Interesting idea. Anyhow, in this form it seems a bit over-simplistic to me. In this form, the "unordered" block does not specify at which graining the reordering may happen (if the unordered block contains other blocks and loops, what should happen to them?) Furthermore, it smells a lot like one of these compiler hints that are not needed for the functionality. Therefore any sane programmer would leave them out first and then, in the end, go through the code to spice it up with some unordered statements. (Where most locations could probably be detected by the compiler anyway. If there is no possible aliasing involved, the compiler certainly is just as good as any programmer in finding the swappable commands.)

One other, more specific alternative would be parallelizing blocks. I.e. something like

        parallel for(int i=0;i<10;i++) {
                a[i] += b[i];
        }

meaning that the individual runs of the loops can happen in parallel. Anyhow, this is a completely new can of worms. There are many more language elements that could be added in that manner.

This kind of language constructs would also be very interesting to investigate, but it leads into a completely different direction.

David Barrett wrote:

> Instead of using vector expressions, why not just add an "unordered" block:
> 
> # while( c-- )
> # unordered {
> # x += sqrt( y++ );
> # z -= w--;
> # }
> 
Interesting. I don't think this solves the problem in itself though, because in general the statements can't be written without a loop, take vector multiplication for example.

Also useful would be
simultaneous {
	x=y;
	y=x;
}
but I'm probably dreaming/been using too many functional languages. It's probably not possible in general without saying something like "if any statement calls a function whose side effects affect another statement, result is undefined" :-\

Norbert Nemec wrote:

> One other, more specific alternative would be parallelizing blocks. I.e.
> something like
> 
>         parallel for(int i=0;i<10;i++) {
>                 a[i] += b[i];
>         }
A problem might be that the index in the for loop is iterative, so in general you don't know ahead of time what indices will be used.

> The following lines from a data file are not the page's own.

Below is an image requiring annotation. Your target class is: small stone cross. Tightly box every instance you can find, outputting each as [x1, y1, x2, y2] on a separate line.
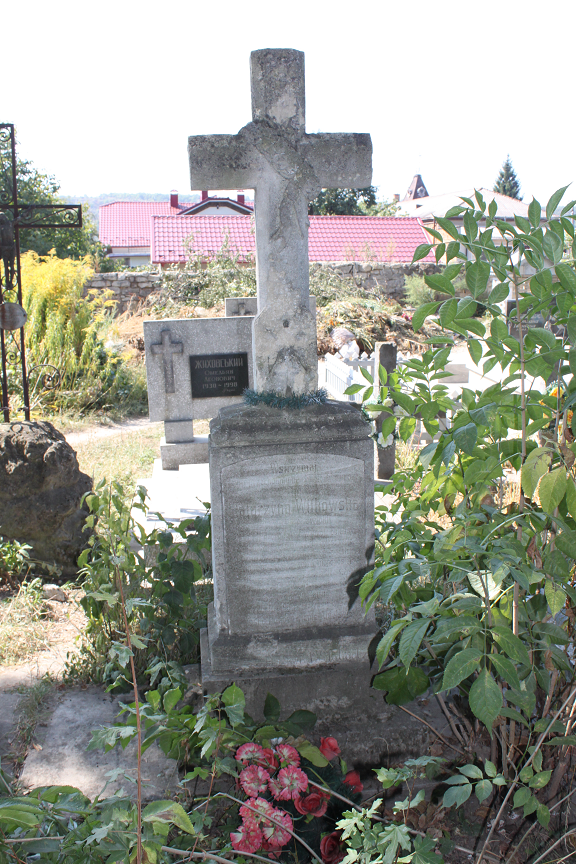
[188, 49, 372, 395]
[151, 329, 183, 393]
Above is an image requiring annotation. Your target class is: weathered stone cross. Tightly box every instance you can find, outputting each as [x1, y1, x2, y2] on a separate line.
[188, 49, 372, 395]
[151, 329, 183, 393]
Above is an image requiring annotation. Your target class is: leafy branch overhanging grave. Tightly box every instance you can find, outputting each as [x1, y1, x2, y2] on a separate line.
[351, 187, 576, 830]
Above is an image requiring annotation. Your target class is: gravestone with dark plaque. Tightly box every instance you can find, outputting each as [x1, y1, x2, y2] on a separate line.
[188, 50, 433, 763]
[143, 315, 254, 469]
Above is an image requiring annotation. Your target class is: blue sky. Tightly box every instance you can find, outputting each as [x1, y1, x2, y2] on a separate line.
[4, 0, 575, 206]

What about an intrinsic function
vectorise(void delegate(T,...) func,T[] list ...)

which would do
for(int i=0;i<list.length;i++)
	func(list[i]);
except in arbitrary order.
The function pointed to by the delegate would presumably be declared either inline or at least local to the function.
Of course there'd have to be a way of ensuring that creating the delegate doesn't stop the function being inline.

Sam